Now that Canada’s new mortgage stress test rules have been in place since January 1, arming home buyers with a best practices tool kit is in order.
Introduced by the Office of the Superintendent of Financial Institutions (OFSI), the new stress test requires the qualifying rate for an uninsured mortgage to be the greater of the Bank of Canada’s benchmark rate or the rate homebuyers negotiate with their financial institution plus two percentage points.
Financial experts across the country are making recommendations that start with ensuring your timing is right for the mortgage plans you have in mind. For example, some contracts that may have been signed prior to January 1 of this year may still fall under the old rules. This would include purchases made prior to January 1 even if the closing date falls after January 1, however the purchase offer in these instances must be considered firm.
Canada’s financial advisors are also recommending potential home buyers look to clear their debts before they start shopping for a mortgage. This would be one definitive way to ensure the new stress test rules don’t disrupt home-buying plans.
Those who took advice to lock down a mortgage pre-approval prior to the start of 2018 and received an exemption to the rules with the idea they would buy a home within 120 days of being pre-approved now need to contact their mortgage broker.
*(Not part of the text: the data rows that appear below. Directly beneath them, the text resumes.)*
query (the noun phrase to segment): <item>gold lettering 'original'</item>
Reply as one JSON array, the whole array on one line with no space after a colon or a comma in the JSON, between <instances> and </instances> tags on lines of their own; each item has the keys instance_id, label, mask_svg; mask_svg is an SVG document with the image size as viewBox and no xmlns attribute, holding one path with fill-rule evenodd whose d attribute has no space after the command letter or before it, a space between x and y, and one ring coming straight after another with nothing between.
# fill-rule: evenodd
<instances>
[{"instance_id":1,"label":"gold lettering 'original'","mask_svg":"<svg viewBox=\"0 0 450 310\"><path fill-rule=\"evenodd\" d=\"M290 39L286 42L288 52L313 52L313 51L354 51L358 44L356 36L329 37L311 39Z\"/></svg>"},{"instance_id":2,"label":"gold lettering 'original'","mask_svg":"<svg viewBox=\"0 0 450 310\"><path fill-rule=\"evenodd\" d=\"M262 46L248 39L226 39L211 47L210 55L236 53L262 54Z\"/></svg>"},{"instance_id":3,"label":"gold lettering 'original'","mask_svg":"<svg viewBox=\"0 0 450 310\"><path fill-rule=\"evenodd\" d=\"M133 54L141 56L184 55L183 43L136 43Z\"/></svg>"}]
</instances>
Analysts are recommending this group work with a broker and pay close attention to the fine print, so they have a clear understanding of the 120-day deadline and what all will be required to meet it.
Finally, analysts also caution owners who already have a mortgage. If you want to switch lenders at renewal, you will have to requalify under the new stress test. This is also a perfect time to review your financial and mortgage plans.